Hippocampal Plasticity After Acute Exercise In Older Adults: A Diffusion Tensor Imaging Study

Abstract

PURPOSE: The hippocampus is a critical region for many cognitive and memory processes that experience structural and functional decline with age. Exercise is beneficial for the aging brain and shows preferential benefits for hippocampal volume, activation, and memory-related cognitive processes. However, research thus far has primarily focused on the effects of exercise on long-term volumetric changes in the hippocampus using structural MRI. Critically, microstructural alterations within the hippocampus over short time intervals have been associated with neuroplasticity and cognitive changes that do not alter its volume but are still functionally relevant. It is not yet known, however, if microstructural neuroplasticity occurs in the hippocampus in response to a single session of exercise. METHODS: We used a within subject-design to determine if a 30-minute bout of moderate-intensity aerobic exercise altered bilateral hippocampal diffusion tensor imaging (DTI) measures in healthy older adults (n=30) compared to a seated rest control condition. RESULTS: Following exercise there was significantly lower fractional anisotropy (FA) relative to seated rest within the bilateral hippocampus, and this effect was driven by higher radial diffusivity (Dr). No significant differences in mean diffusivity (MD) or axial diffusivity (Da) were observed.
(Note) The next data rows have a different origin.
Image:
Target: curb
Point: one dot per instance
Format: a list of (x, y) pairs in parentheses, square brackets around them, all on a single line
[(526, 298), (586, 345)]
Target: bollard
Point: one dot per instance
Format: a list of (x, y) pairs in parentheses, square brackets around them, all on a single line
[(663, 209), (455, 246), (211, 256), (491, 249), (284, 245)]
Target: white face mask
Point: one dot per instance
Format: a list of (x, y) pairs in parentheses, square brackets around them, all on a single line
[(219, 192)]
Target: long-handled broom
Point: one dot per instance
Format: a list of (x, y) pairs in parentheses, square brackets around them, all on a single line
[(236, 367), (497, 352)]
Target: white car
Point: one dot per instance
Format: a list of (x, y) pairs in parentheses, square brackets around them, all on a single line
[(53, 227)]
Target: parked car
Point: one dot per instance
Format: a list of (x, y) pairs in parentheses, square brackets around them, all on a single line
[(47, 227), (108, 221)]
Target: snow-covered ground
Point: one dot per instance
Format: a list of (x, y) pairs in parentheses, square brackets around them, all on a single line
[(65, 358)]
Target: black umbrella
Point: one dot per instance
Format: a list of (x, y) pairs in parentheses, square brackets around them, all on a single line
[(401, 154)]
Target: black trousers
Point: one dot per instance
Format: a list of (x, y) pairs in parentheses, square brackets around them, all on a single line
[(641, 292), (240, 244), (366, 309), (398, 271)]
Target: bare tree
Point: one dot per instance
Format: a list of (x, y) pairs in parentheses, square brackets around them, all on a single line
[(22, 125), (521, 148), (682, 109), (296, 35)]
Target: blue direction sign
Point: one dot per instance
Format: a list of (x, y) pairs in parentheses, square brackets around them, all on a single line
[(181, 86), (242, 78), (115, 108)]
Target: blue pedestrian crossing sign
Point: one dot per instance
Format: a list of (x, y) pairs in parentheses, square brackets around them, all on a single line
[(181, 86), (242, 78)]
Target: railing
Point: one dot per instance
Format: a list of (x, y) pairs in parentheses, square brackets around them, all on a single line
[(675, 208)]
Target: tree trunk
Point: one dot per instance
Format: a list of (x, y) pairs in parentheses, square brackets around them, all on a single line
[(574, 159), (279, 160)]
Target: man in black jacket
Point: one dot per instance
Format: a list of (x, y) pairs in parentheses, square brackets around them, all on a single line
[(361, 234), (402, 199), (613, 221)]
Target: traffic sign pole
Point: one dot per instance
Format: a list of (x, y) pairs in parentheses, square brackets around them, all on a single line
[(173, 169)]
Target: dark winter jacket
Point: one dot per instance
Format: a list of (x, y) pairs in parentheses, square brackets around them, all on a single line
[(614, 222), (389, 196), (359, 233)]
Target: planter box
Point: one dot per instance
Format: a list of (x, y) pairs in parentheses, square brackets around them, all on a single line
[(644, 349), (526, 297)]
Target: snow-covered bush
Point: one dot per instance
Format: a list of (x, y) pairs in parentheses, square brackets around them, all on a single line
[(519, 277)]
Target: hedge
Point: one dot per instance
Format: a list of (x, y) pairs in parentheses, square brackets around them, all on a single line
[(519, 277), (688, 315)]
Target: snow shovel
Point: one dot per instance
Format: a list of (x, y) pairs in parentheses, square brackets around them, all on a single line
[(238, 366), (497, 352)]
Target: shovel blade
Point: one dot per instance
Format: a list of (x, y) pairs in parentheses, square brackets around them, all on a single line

Additionally, cerebral blood flow (CBF) data were obtained in a subset of participants (n=13). Differences in Dr within the bilateral hippocampus were significantly associated with differences in bilateral hippocampal perfusion. CONCLUSIONS: These findings suggest that a single session of exercise can lead to microstructural changes in the hippocampus of healthy older adults, and that these differences may be associated with changes in the extracellular space and glial, synaptic, and dendritic processes within the hippocampus. Repeated microstructural alterations from acute bouts of exercise may accumulate and precede larger volumetric and functional improvements in the hippocampus, a region that is often susceptible to age and pathological-related cognitive decline.